STOCKHOLM - Alexander Dale Oen, 26, a world champion swimmer who was one of Norway’s top medal hopes for the London Olympics, died of cardiac arrest after collapsing in his bathroom during a training camp in Flagstaff, Ariz.
Per Rune Eknes, president of the Norwegian swimming federation, confirmed the death Tuesday. He said it was still unclear what led to the cardiac arrest.
In a statement, the federation said the 100-meter breaststroke world champion was found collapsed on the floor of his bathroom late Monday. He was taken to the Flagstaff Medical Center, where he was pronounced dead.
Mr. Dale Oen had his biggest triumph in the pool at last year’s world swimming championships in Shanghai when he won the 100-meter breaststroke. The victory provided some much-needed joy in Norway just three days after the massacre by right-wing extremist Anders Breivik that killed 77 people, including children at a summer camp.
Mr. Dale Oen dedicated the win to the victims of the massacre, pointing to the Norwegian flag on his cap after the finish to send a message back home.
“We need to stay united,’’ he said. “Everyone back home now is of course paralyzed with what happened, but it was important for me to symbolize that even though I’m here in China, I’m able to feel the same emotions.’’

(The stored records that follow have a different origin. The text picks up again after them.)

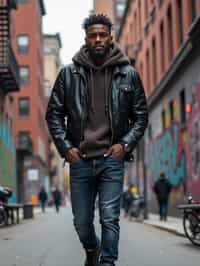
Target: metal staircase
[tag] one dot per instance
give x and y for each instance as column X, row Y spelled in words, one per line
column 9, row 70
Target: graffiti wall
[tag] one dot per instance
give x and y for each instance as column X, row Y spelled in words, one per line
column 167, row 154
column 7, row 158
column 176, row 152
column 193, row 151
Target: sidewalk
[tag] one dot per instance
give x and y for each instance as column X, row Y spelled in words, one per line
column 172, row 225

His death dominated the news in Norway Monday, and Prime Minister Jens Stoltenberg said on Twitter: “Alexander Dale Oen was a great sportsman for a small country. My thoughts go to his family and friends.’’
The Norwegian team is holding a camp in Flagstaff ahead of the Olympics. The federation said Mr. Dale Oen had a light training session Monday and played golf that day. But teammates became worried when he spent an unusually long time in the shower and entered his bathroom when he failed to respond to knocks on the door.
Team doctor Ola Roensen said he performed cardiopulmonary resuscitation, but was unable to revive him.
In his last tweet on Monday, Mr. Dale Oen said he was looking forward to going back home.
Mr. Dale Oen was born in Bergen, Norway’s second largest city.
He started swimming at age 4, and said that the sport “came very easy and natural for me.’’
He is the second high-profile athlete to die from cardiac arrest recently, after Italian soccer player Piermario Morosini collapsed on the field during a game for Livorno last month.